Investigation teams have been unable to get back into the Raleigh County mine for the last six weeks, citing high levels of toxic gases, the likelihood of fires smoldering underground and the possibility of secondary explosions.
"The plan is to send mine rescue teams underground on Wednesday," said MSHA spokeswoman Amy Louviere. "However, plans can change if the conditions underground take a turn."
Louviere said MSHA experts will monitor air quality in the mine over the weekend, and that a final decision won't be made until Wednesday.
Ron Wooten, director of the state mine safety office, said the most recent measurements of carbon monoxide and methane inside the mine looked good and indicate the mine atmosphere has stabilized in the last few weeks.
Massey said that a 16-member team of federal and state officials and Massey employees would be the first to re-enter the mine.

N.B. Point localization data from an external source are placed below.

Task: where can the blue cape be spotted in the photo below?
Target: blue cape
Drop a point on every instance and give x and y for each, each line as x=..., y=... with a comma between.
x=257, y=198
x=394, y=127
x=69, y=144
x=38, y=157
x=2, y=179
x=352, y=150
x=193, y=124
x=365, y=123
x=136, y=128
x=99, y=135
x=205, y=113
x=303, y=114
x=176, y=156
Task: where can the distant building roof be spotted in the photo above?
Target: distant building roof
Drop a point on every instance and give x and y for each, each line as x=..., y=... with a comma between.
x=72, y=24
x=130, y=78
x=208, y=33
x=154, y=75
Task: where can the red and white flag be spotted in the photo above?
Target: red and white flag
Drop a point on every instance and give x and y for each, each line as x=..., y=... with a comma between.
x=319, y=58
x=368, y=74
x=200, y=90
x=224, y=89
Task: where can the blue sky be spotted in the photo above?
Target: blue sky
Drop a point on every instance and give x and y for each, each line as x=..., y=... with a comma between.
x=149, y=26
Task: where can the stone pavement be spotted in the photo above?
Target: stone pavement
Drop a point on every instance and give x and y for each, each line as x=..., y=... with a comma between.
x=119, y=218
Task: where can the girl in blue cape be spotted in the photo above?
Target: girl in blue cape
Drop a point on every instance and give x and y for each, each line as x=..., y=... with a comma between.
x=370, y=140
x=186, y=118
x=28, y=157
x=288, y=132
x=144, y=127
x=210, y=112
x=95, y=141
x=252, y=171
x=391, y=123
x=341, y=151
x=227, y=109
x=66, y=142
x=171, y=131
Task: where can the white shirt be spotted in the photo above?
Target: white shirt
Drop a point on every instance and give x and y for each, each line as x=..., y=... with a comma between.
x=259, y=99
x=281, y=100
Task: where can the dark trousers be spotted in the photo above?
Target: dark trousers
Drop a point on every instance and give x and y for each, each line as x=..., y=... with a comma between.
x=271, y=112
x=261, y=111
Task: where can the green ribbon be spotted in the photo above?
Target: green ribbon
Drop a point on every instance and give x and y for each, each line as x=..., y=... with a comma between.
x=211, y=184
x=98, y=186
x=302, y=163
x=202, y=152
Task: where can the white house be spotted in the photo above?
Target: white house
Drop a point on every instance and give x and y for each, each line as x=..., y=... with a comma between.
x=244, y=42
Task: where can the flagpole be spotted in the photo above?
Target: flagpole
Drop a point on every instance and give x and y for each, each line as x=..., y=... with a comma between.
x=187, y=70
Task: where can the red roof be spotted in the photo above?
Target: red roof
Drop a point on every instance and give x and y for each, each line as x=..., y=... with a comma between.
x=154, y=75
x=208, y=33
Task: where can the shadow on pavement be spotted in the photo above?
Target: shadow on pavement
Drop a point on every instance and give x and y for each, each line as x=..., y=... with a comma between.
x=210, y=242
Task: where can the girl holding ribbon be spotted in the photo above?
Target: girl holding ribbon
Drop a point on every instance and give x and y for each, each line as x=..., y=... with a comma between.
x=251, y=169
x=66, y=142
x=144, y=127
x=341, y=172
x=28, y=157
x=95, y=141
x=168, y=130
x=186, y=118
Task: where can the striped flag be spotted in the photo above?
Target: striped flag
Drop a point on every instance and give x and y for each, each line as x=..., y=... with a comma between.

That team would consist of highly trained mine rescuers who would likely use self-contained breathing apparatus to examine the entire mine, and possibly rebuild any ventilation systems that are needed to make it safe for investigators.
It's not clear how much of that type of work would be needed, in part because Massey has added several boreholes with large fans that are being used to sweep fresh air through the mine tunnels.
"The initial reentry will focus on monitoring the quantity and quality of the air in various locations underground," Massey said in a news release. "The results of this monitoring will dictate when additional entries into the mine to determine the cause of the explosion can begin."
Twenty-nine miners died in the April 5 explosion. Investigators and mine safety experts believe the blast involved the ignition of methane and was made far worse by a buildup of highly explosive coal dust.
Along with investigations by MSHA and the state, federal prosecutors are conducting a criminal probe of safety practices at Upper Big Branch.